By Emilie Bouvier

Hush, hush, my little root … my little pod
Hush … hush … my little grandmother

I read these words from Meridel Le Sueur two mornings ago to a room of women, rapt with silence, early in the morning on the first full day of the annual winter women’s retreat at Holden Village. My eyes strained as they read the lines in the low light, with images of my original artworks projected behind me. I chose to pair my “land-formed” photographs, as I like to call them, with texts of women – mystics, poets, theologians, and ordinary women who shared with me their wisdom. This cloud of voices spoke together about the land, about fire ecology, justice, seed and egg, grandmothers, light and obscurity.

After the last reading and the silence returned, I listened. I invited the room to share responses. One by one, these women started sharing deep and moving stories. One spoke of her love of the plains, the landscape she grew up in. Another shared through tears of emotion what it meant to her to trace her grandmother’s journey of immigration, and her learnings of how family histories are passed through our bodies, especially in the bodies of women. Another confided her struggles with male images of God and her longing for spiritual experience of God through the feminine. Another shared her own experience of forest fire, loss, and reshaping of her relationship with the land.

“The beauty of difference is that we each get to tell our own stories.”

I was floored. There was no way I had expected this deep or vulnerable of a response so immediately. This was the first time I had tried out pairing the images directly with reading that have grounded their making. In some ways it was hard to not jump in and start explaining, to let the varied voices have their own integrity and give them time to speak. But this clearly worked. Why?

 

THEN IT HIT ME – an old insight, returning. In my seminary days, I took a class with Sarah Bellamy of Penumbra Theatre, entitled Bearing Witness, the Power of Story. One of the many things I learned from her is that the best way to tell a story is not in the abstract, but in the particular. If you try to say something that speaks to everyone, you may well end up speaking to no one. But if you tell your own story in all its particularity and detail, it has the power to stir up story in others – even if that story for them is quite different.

This speaks to me also in the story of our faith. Holden is a place rooted in Lutheran-Christian identity but is open and welcoming to people of all (or no) faith background(s). I worship beside fellow community members who identify as agnostic, Buddhist, atheist, and non-denominational.

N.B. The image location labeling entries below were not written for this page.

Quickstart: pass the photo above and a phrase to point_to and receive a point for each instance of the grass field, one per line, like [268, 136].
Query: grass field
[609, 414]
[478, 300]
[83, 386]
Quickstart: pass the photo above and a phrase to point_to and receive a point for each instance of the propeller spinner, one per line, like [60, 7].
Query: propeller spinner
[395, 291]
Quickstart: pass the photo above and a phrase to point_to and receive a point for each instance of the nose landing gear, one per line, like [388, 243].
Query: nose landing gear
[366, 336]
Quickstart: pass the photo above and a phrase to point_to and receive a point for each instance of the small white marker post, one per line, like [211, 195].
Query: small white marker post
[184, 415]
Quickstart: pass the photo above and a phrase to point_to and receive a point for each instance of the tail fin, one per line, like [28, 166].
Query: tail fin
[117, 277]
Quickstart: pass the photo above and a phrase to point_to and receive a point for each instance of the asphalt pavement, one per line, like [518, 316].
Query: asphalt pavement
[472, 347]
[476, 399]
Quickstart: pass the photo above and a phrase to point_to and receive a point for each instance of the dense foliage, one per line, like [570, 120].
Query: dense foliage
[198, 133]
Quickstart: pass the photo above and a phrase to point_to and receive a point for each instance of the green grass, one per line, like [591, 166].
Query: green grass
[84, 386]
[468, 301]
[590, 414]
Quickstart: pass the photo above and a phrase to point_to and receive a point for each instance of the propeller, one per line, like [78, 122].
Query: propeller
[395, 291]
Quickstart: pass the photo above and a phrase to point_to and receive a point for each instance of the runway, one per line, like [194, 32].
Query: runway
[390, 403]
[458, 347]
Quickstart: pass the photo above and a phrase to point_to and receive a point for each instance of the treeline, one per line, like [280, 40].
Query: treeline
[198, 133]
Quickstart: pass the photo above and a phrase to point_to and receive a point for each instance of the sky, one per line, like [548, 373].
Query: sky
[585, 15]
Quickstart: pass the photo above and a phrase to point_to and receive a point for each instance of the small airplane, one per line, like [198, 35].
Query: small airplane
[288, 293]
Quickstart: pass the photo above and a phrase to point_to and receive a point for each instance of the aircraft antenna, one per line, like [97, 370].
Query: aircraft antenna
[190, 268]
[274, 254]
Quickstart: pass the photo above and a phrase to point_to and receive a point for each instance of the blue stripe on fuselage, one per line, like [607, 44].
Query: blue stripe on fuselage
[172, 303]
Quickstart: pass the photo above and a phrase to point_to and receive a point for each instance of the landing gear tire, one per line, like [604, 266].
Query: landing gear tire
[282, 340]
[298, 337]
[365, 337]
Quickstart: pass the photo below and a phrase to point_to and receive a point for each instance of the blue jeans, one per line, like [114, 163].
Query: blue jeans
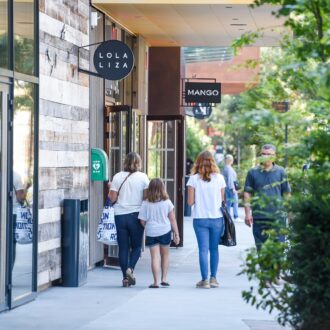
[208, 233]
[231, 201]
[129, 237]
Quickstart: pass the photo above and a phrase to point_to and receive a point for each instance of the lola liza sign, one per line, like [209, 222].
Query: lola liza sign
[113, 60]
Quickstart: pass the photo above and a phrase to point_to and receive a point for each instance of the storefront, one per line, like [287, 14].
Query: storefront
[19, 151]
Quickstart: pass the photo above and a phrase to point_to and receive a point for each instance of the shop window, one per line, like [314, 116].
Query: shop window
[23, 187]
[4, 51]
[24, 41]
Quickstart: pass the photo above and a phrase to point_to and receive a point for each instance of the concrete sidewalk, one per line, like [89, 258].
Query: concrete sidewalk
[103, 304]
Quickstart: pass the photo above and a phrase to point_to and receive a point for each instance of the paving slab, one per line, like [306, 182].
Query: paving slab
[103, 304]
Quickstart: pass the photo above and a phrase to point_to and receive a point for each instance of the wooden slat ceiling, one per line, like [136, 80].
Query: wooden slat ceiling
[193, 23]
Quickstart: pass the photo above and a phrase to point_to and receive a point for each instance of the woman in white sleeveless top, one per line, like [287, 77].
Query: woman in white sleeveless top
[206, 191]
[127, 189]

Sometimes, in the presence of difference, we want to pull back and make a space held and word spoken one that encompasses everything – leaning toward the abstract and open. Yet, I think that can often do us a disservice. The beauty of difference is that we each get to tell our own stories, and in their gritty particulars, invite the experience and emotion of others, even if sometimes it’s held in tension with our own.

“If you try to say something that speaks to everyone, you may well end up speaking to no one.”

As we find ourselves in the space between the incarnation and the cross, I hold to the particulars of our Jesus story – the water-breaking, baptismal-claiming, teaching, healing, dying, rising, story of Christ. As we journey through these seasons, I hope you meet God in the details of the stories and that they give you good courage to share your own.